Monday 2 January 2012

Twenty Twelve

Usually the start of a new year doesn't hold a lot of meaning for me. I look forward to celebrating with friends on New Years Eve but am never really focused on it being the start of a new year. It's no surprise that this year was different and more than ever before I was looking forward to starting a new year. I know there is no real difference between December 31st and January 1st, it's just the next day, but many people view the start of a new year as a fresh start, a new beginning. For the first time, I too shared this philosophy.

It was just a couple weeks ago when I realised just how much I was looking forward to 2012. I was more than ready to put 2011 behind me and start over. Knowing that never again will "today's date" end in 2011, the year I fought the majority of my cancer battle, seems to add a layer of distance to what happened. There is no question that I will never forget this past year. How could I!? But I am more than ready to get my life back on track, it's been more than derailed for some time now.

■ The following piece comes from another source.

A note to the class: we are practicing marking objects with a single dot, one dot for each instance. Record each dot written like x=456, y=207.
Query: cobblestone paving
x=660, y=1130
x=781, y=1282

There were some positive moments for me in 2011 despite everything that was going on. When asked on New Years Eve how I would rate my 2011 - thumbs up, down, or somewhere in the middle - I gave it a somewhere in the middle, to the surprise of some. Like I said, there was some good that happened this past year and some fun to be had, even if it was minor or far between. Furthermore, I am proud of all that I overcame in 2011 and how I handled everything. I learned so much. I learned a great deal about myself (some of which I'm still discovering), a lot about my friends and my relationships with them, and about my family as well. The way I look at my life in general, my outlook for the future, what I value and consider important, and how I make decisions, these are all forever changed because of my experiences in 2011.

I don't want to jinx it but it shouldn't be hard for my 2012 to be better than 2011. I have so much to look forward to in 2012, returning to work (date yet to be determined), learning to play sledge hockey, progressing at physio, along with a hundred other things. And with any luck, learning to walk. Or at the very least furthering my mobility and getting closer to walking, maybe down to one crutch or a cane. Already better in 2012, I have more energy than any day in 2011. More hair too.

Who knows what 2012 has in store for me. I definitely don't need anyone to tell me that you can't predict the future or that life doesn't always work out the way we plan. I haven't lost sight of the future and making plans for it but my focus has changed a little. I guess you could say I'm living more in the now. It has nothing to do with being worried I won't be around, I just have a lot more respect for the present. I feel like I'm more aware or consciously thinking about how what I do and the decisions I make are effecting how I feel right now. I think I deserve to be happy. I went through a lot of unpleasantness last year and think it's maybe time things started working out for me / going my way. I still have a long way to go in my recovery so there are sure to be many challenges along the way but all I can do is take it one day at a time. So here's looking forward to the potential of everything 2012 holds.

3 comments:

  1. twenty twelve, i like the way you're put together slash the way you look written out.
    twenty twelve, year of the Jen!! xo.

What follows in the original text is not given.